Wishing you a warm “Happy Thanksgiving!” Enjoy the simple things in life – family, friendships, smiles!
This is a great Holiday Cheesecake that you will love! It’s easy and healthier than most cheesecakes it’s not truly 100% raw since the pumpkin is cooked.
- 2 cups almonds
- 1/4 coconut oil
- 8 to 10 dates (to your sweetness)
Blend almonds until very small pieces add coconut oil and pitted dates – Blend until mixed well but not smooth.

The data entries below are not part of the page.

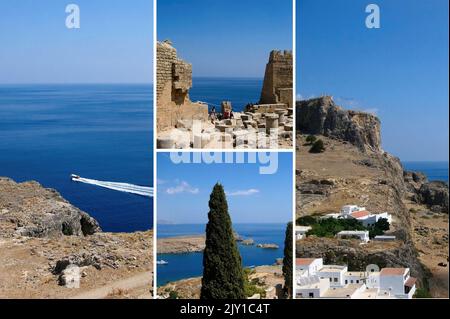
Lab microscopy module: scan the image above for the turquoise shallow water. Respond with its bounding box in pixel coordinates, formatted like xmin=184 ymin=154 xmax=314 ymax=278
xmin=157 ymin=224 xmax=286 ymax=286
xmin=189 ymin=77 xmax=263 ymax=111
xmin=0 ymin=85 xmax=153 ymax=232
xmin=403 ymin=162 xmax=448 ymax=184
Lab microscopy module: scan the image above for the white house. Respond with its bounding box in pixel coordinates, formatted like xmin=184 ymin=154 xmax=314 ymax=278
xmin=344 ymin=271 xmax=367 ymax=285
xmin=296 ymin=258 xmax=416 ymax=299
xmin=325 ymin=205 xmax=392 ymax=227
xmin=372 ymin=235 xmax=396 ymax=241
xmin=336 ymin=230 xmax=370 ymax=243
xmin=317 ymin=265 xmax=347 ymax=287
xmin=295 ymin=226 xmax=312 ymax=240
xmin=295 ymin=258 xmax=323 ymax=277
xmin=295 ymin=275 xmax=330 ymax=298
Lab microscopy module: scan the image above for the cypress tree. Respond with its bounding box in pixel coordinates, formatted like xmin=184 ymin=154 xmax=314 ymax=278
xmin=200 ymin=183 xmax=245 ymax=299
xmin=283 ymin=222 xmax=293 ymax=298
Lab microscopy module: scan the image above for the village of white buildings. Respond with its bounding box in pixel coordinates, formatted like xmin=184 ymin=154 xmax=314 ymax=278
xmin=295 ymin=205 xmax=395 ymax=244
xmin=296 ymin=258 xmax=416 ymax=299
xmin=295 ymin=205 xmax=416 ymax=299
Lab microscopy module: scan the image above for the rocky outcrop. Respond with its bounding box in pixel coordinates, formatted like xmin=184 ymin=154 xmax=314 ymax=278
xmin=0 ymin=178 xmax=153 ymax=299
xmin=296 ymin=96 xmax=381 ymax=151
xmin=403 ymin=171 xmax=428 ymax=193
xmin=403 ymin=171 xmax=448 ymax=214
xmin=418 ymin=181 xmax=448 ymax=214
xmin=0 ymin=178 xmax=100 ymax=238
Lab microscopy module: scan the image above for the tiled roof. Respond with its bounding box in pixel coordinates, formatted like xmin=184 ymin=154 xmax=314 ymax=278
xmin=405 ymin=277 xmax=417 ymax=288
xmin=380 ymin=268 xmax=405 ymax=276
xmin=295 ymin=258 xmax=316 ymax=266
xmin=350 ymin=210 xmax=370 ymax=218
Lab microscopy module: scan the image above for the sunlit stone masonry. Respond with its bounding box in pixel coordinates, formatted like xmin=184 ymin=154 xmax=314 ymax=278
xmin=156 ymin=41 xmax=294 ymax=149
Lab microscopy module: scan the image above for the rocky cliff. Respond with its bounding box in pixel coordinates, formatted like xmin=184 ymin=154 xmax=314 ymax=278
xmin=0 ymin=178 xmax=153 ymax=298
xmin=0 ymin=178 xmax=101 ymax=237
xmin=296 ymin=96 xmax=381 ymax=151
xmin=296 ymin=97 xmax=448 ymax=297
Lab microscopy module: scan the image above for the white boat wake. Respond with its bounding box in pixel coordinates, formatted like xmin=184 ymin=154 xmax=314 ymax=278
xmin=71 ymin=174 xmax=153 ymax=197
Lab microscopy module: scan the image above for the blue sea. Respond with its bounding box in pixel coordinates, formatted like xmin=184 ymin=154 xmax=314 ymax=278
xmin=402 ymin=162 xmax=448 ymax=184
xmin=0 ymin=85 xmax=153 ymax=232
xmin=189 ymin=77 xmax=263 ymax=112
xmin=157 ymin=224 xmax=286 ymax=286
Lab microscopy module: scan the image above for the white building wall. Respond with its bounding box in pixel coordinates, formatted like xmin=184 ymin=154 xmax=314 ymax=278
xmin=317 ymin=267 xmax=347 ymax=287
xmin=380 ymin=275 xmax=405 ymax=295
xmin=366 ymin=272 xmax=380 ymax=289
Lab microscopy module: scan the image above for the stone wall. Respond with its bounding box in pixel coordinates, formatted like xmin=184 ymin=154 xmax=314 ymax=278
xmin=259 ymin=51 xmax=294 ymax=108
xmin=156 ymin=41 xmax=208 ymax=131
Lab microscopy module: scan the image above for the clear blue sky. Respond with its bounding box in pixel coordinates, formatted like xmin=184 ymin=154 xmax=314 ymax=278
xmin=0 ymin=0 xmax=153 ymax=84
xmin=157 ymin=0 xmax=293 ymax=78
xmin=157 ymin=153 xmax=293 ymax=224
xmin=297 ymin=0 xmax=449 ymax=160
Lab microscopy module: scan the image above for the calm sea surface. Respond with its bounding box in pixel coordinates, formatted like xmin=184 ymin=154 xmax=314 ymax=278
xmin=0 ymin=85 xmax=153 ymax=232
xmin=157 ymin=224 xmax=286 ymax=286
xmin=402 ymin=162 xmax=448 ymax=184
xmin=189 ymin=77 xmax=263 ymax=112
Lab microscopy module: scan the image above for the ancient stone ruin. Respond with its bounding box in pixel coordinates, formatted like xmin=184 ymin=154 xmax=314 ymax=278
xmin=157 ymin=41 xmax=294 ymax=149
xmin=156 ymin=41 xmax=208 ymax=132
xmin=259 ymin=51 xmax=293 ymax=108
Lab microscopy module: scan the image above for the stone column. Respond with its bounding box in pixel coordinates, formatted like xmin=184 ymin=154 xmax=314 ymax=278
xmin=266 ymin=113 xmax=279 ymax=134
xmin=275 ymin=109 xmax=287 ymax=125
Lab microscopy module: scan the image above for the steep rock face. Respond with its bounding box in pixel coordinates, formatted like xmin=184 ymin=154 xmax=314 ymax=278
xmin=418 ymin=181 xmax=448 ymax=214
xmin=296 ymin=96 xmax=381 ymax=151
xmin=0 ymin=178 xmax=101 ymax=238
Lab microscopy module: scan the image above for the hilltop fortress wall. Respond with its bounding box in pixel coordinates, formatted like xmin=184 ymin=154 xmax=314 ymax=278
xmin=259 ymin=50 xmax=294 ymax=108
xmin=156 ymin=42 xmax=208 ymax=131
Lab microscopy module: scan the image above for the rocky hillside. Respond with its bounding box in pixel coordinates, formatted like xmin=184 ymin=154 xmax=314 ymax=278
xmin=296 ymin=97 xmax=448 ymax=295
xmin=0 ymin=178 xmax=153 ymax=298
xmin=296 ymin=96 xmax=381 ymax=151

Line pan with coconut oil and pour crust – smoothing out with a spoon. Place in freezer until filling is ready – approximately 30 minutes.
- 1 1/4 cup cooked pumpkin puree
- 1 cup cashews (soak for 1 hour)
- 1/2 cup almond milk (I used coconut water)
- 1/4 cup maple syrup
- 2 tsp cinnamon
- 1/4 tsp nutmeg
- 1/2 cup coconut oil
Blend in high speed blender until completely smooth. Pour mixture over crust.
Optional: you can make a raw chocolate sauce drizzle over top and use a toothpick to stir around
Raw Chocolate or Carob Sauce (makes 1 cup)
- 1 cup cacao powder or carob
- 1/4 coconut oil, melted
- 1/8 tsp sea salt
- sweetener ( dates or maple syrup or coconut sugar – sweeten to your taste)
- 2 tsp vanilla extract
Mix together in a bowl until smooth and liquid. Drizzle over cheesecake. Yum!